Ezra’s translation is found in the Canon only in the Oriental Versions. In the Latin it was omitted when xv.-xvi. were added.

Integrity.—According to Gunkel (Apok. u. Pseud.ii. 335-352) the whole book is the work of one writer. Thus down to vii. 16 he deals with the problem of the origin of suffering in the world, and from vii. 17 to ix. 25 with the question who is worthy to share in the blessedness of the next world. As regards the first problem the writer shows, in the first vision, that suffering and death come from sin—no less truly on the part of Israel than of all men, for God created man to be immortal; that the end is nigh, when wrongs will be righted; God’s rule will then be recognized. In the second he emphasizes the consolation to be found in the coming time, and in the third he speaks solely of the next world, and then addresses himself to the second problem. The fourth, fifth and sixth visions are eschatological. In these the writer turns aside from the religious problems of the first three visions and concerns himself only with the future national supremacy of Israel. Zion’s glory will certainly be revealed (vision four), Israel will destroy Rome (five) and the hostile Gentiles (six). Then the book is brought to a close with the legend of Ezra’s restoration of the lost Old Testament Scriptures.

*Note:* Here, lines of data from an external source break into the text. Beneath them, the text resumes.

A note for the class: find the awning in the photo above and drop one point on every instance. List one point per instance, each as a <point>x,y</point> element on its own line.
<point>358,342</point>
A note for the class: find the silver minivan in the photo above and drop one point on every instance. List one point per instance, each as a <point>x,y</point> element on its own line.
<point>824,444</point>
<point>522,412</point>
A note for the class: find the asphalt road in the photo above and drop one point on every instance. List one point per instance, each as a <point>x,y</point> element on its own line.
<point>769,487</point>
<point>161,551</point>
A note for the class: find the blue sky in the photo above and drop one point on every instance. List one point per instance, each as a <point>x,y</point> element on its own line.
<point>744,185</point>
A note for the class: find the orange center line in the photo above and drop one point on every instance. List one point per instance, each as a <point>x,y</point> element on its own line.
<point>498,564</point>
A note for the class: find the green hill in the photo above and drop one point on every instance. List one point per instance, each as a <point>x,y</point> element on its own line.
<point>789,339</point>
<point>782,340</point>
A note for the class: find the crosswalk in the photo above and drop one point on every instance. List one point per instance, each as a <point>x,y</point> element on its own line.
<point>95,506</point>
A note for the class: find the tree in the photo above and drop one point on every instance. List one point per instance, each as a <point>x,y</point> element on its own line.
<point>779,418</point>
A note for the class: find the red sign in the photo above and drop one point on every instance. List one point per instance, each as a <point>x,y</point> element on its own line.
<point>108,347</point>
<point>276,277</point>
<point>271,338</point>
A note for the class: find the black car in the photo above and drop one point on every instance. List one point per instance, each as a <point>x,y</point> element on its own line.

In the course of the above work there are many inconsistencies and contradictions. These Gunkel explains by admitting that the writer has drawn largely on tradition, both oral and written, for his materials. Thus he concedes that eschatological materials in v. 1-13, vi; 18-28, vii. 26 sqq., also ix. 1 sqq., are from this source, and apparently from an originally independent work, as Kabisch urges, but that it is no longer possible to separate the borrowed elements from the text. Again, in the four last visions he is obliged to make the same concession on a very large scale. Vision four is based on a current novel, which the author has taken up and put into an allegorical form. Visions five and six are drawn from oral or written tradition, and relate only to the political expectations of Israel, and seven is a reproduction of a legend, for the independent existence of which evidence is furnished by the quotations in Bensly-James pp. xxxvii-xxxviii. Thus the chief champion of the unity of the book makes so many concessions as to its dependence on previously existing sources that, to the student of eschatology, there is little to choose between his view and that of Kabisch. In fact, if the true meaning of the borrowed materials is to be discovered, the sources must be disentangled. Hence the need of some such analysis as that of Kabisch (Das vierte Buck Ezra, 1889): S = an Apocalypse of Salathiel,c.A.D.100, preserved in a fragmentary condition, iii. 1-31, iv. 1-51, v. 13b-vi. 10, 30-vii. 25, vii. 45-viii. 62, ix. 13-x. 57, xii. 40-48, xiv. 28-35. E = an Ezra Apocalypse,c.31B.C., iv. 52-v. 13a, vi. 13-28, vii. 26-44, viii. 63-ix. 12. A = an Eagle Vision,c.A.D.90, x. 60-xii. 35. M = a Son-of-Man Vision, xiii. E2= an Ezra fragment,c.A.D.100, xiv. 1-17a, 18-27, 36-47. All these, according to Kabisch, were edited by a Zealot,c.120, who supplied the connecting links and made many small additions. In the main this analysis is excellent. If we assume that the editor was also the author of S, and that such a vigorous stylist, as he shows himself to be, recast to some extent the materials he borrowed, there remains but slight difference between the views of Kabisch and Gunkel. Neither view, however, is quite satisfactory, and the problem still awaits solution. Other attempts, such as Ewald’s (Gesch. d. Volkes Israel[3], vii. 69-83) and De Faye’s (Apocalypses juives, 155-165), make no contribution.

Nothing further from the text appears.